Team | Felicia French-Croll, Lingxi Chen, Danna Gutierrez, Alayna Offredi, Shangrui Zhu
Conant Gardens Neighborhood Development Corporation (CGNDC) is looking for a strategic plan that can inform actions for neighborhood revitalization. This project analyzes the neighborhood’s demographics, socioeconomic characteristics and its housing supply to give a comprehensive neighborhood profile, and a synthesized analysis of its strengths, weaknesses, opportunities and threats (SWOT). The recommendations provided reflect a strategic prioritization for actions, and focus on ensuring strategic connections, partnerships and community involvement for CGNDC.
Team | Mary Kate Bejma, Conor Warren, Michael Wilkinson, Xinyi Yao, Heather Zeigler
Benzie County, as part of their 2019-2024 recreation and culture plan has hired the MSU practicum team to complete a literature review collection and map brochure of Benzie’s parks to support their augment for creating a recreational department. Benzie is located in northwest Michigan and has 25 miles of lake Michigan coastline. The county would like to utilize its natural beauty to promote tourism and recreational activities for long term residents and seasonal visitors alike.
Team | Sebastian Bies, Freddy Horta, Gauri Mhatre, Kole Nicholoff, Isha Pithwa
Scottville is looking to improve walkability for school children and other residents. Additionally, it is looking to address issues such as excessive public parking and a lack of amenities in its food truck area. These issues contribute to an unlively downtown area. This project examines these issues by completing a socioeconomic profile and infrastructural inventory that helps identify strengths, weaknesses, opportunities, and threats in the city. The findings support two primary proposals, the Walkable Scottville Plan and the Clowntown Scottville Plan. Together, these plans provide recommendations for initiatives needed to improve walkability and downtown liveliness in Scottville.

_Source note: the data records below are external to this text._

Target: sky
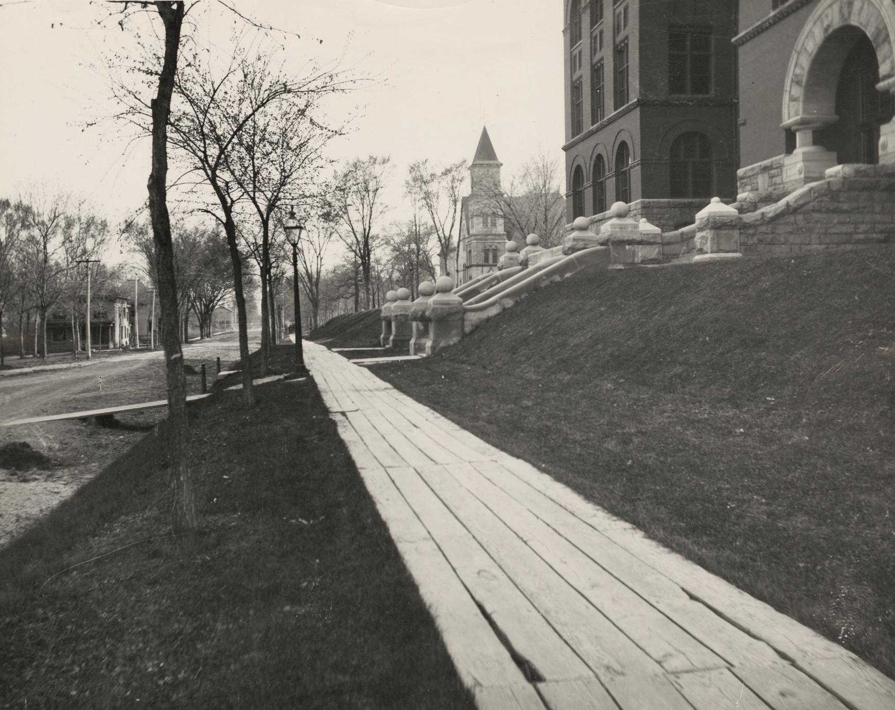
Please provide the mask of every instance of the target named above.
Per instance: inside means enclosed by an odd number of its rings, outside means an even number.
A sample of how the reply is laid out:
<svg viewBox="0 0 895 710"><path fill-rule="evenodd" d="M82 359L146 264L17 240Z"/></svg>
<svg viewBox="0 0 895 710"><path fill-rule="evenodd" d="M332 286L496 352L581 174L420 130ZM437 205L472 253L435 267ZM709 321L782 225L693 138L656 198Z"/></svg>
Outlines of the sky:
<svg viewBox="0 0 895 710"><path fill-rule="evenodd" d="M541 150L563 165L559 0L231 4L300 35L284 40L290 71L313 58L372 78L328 105L334 117L355 115L351 133L328 155L391 156L387 221L407 214L403 183L411 162L471 161L483 125L505 180ZM132 33L114 21L98 26L106 7L119 6L0 0L0 196L43 185L86 198L113 223L145 200L149 142L132 140L110 119L115 106L105 68L111 52L134 51ZM233 21L200 18L198 31L226 48Z"/></svg>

Team | Ahmad Behzad, Shuangshuang Fu, Alex Johnson, Rashane Thapa, Faith Vignola
This project addresses the need for new and enhanced non-motorized transportation facilities in Garfield Township, MI. The group, through a collaborative effort between students and the township planners, has been able to address the non-motorized circularity opportunities in the township. Ideally, through these efforts, non-motorized infrastructure connections in the township will expand, providing a multitude of benefits to the residents therein.